= Bladins International School of Malmö =

International school in Malmö, Sweden

Bladins International School of Malmö is an international school associated with Stiftelsen Bladins Skola, an old Swedish independent school founded in 1868 and located in the heart of Malmö, Sweden. It offers education to students ranging from 3 to 18. The school itself consists of an international pre-school, an IBO international school. The international school is accredited by the International Baccalaureate Organization and offers the PYP (Primary Years Programme), MYP (Middle Years Programme) and the Diploma Programme. In 2008, Bladins was awarded as the best school in Sweden, as the international side ninth graders achieved the highest grade point average throughout the whole of Sweden.

==History==
The International School was founded in 1987. At the time, Kockums, the Swedish submarine and ship manufacturer, won a contract to build submarines for the Australian navy. The region needed an International School for the Australian expatriate community. The International School was born.

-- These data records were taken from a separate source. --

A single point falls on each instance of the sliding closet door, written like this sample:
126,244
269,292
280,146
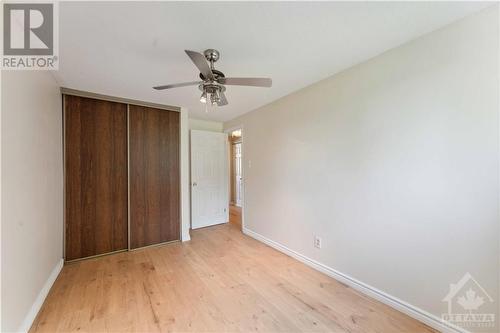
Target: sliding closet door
154,176
95,176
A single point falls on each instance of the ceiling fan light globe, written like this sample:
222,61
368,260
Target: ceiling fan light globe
203,97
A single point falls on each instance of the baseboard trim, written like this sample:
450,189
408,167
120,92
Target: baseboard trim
394,302
37,305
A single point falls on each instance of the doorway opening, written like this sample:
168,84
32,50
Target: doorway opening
235,177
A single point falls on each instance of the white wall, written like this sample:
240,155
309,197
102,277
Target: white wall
393,163
205,125
32,193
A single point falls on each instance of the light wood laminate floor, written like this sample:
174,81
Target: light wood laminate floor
221,281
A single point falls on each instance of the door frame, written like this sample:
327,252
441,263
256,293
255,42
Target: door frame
243,187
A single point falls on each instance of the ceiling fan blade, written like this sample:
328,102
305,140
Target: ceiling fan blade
223,99
177,85
200,62
247,81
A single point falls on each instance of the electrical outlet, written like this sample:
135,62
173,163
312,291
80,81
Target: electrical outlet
317,242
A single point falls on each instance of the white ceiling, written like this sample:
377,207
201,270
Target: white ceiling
125,48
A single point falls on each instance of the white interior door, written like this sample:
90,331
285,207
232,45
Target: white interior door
209,181
237,173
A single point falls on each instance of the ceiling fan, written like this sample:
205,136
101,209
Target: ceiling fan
213,81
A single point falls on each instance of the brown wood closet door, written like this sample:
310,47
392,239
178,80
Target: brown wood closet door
95,177
154,176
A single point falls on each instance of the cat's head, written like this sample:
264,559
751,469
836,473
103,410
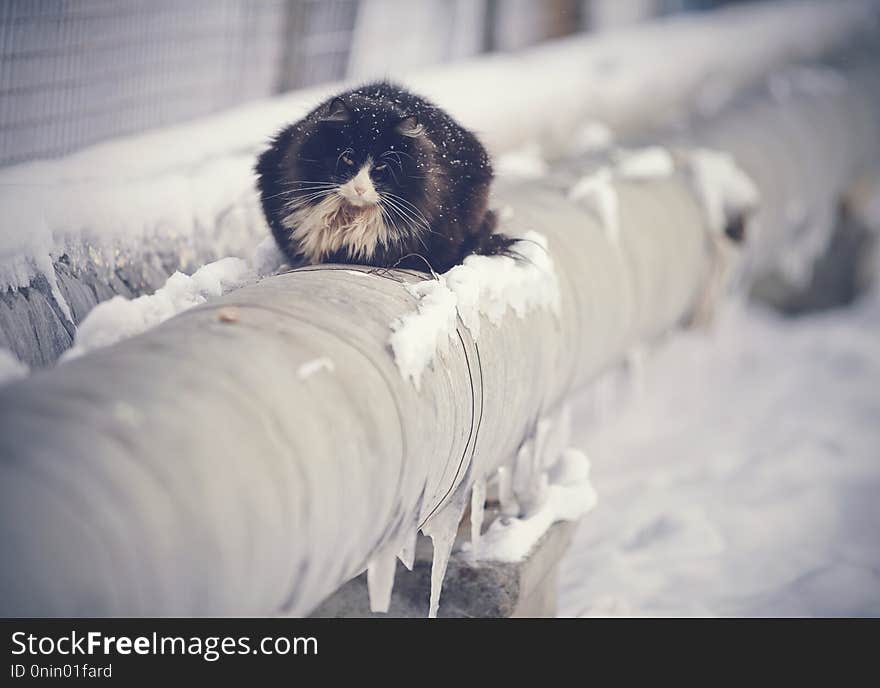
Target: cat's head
366,150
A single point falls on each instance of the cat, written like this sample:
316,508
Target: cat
379,176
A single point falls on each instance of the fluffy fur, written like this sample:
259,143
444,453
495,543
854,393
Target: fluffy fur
379,176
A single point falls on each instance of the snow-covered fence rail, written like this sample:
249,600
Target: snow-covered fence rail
120,217
250,455
206,468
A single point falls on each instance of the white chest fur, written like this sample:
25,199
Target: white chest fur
335,225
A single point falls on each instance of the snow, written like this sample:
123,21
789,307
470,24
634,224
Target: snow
418,337
442,528
487,286
178,185
11,368
724,190
120,318
267,258
316,365
478,512
491,286
743,481
569,495
596,192
592,137
652,162
380,577
524,163
806,80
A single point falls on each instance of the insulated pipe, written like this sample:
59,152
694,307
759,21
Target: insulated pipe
194,470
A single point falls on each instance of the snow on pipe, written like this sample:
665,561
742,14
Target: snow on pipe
213,466
197,470
194,181
248,456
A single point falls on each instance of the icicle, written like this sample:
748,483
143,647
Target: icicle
635,360
478,504
442,528
380,577
407,554
509,506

Bladins International School now has more than 300 students of 30 different nationalities. It offers an international education for students between 3 and 16 years. All teaching is in English and under the umbrella of the International Baccalaureate Organisation (IBO), which develops the IBO curriculum.

In 1995 Bladins International School was the only school in Sweden to be authorised by the IBO to teach the Middle Years Programme for pupils aged 11 to 16. Since 2000, it has been authorised to teach the Primary Years Programme for pupils aged 3 to 11. As an IB school, the education is similar to all other 1,895 IB world schools, based in 124 countries.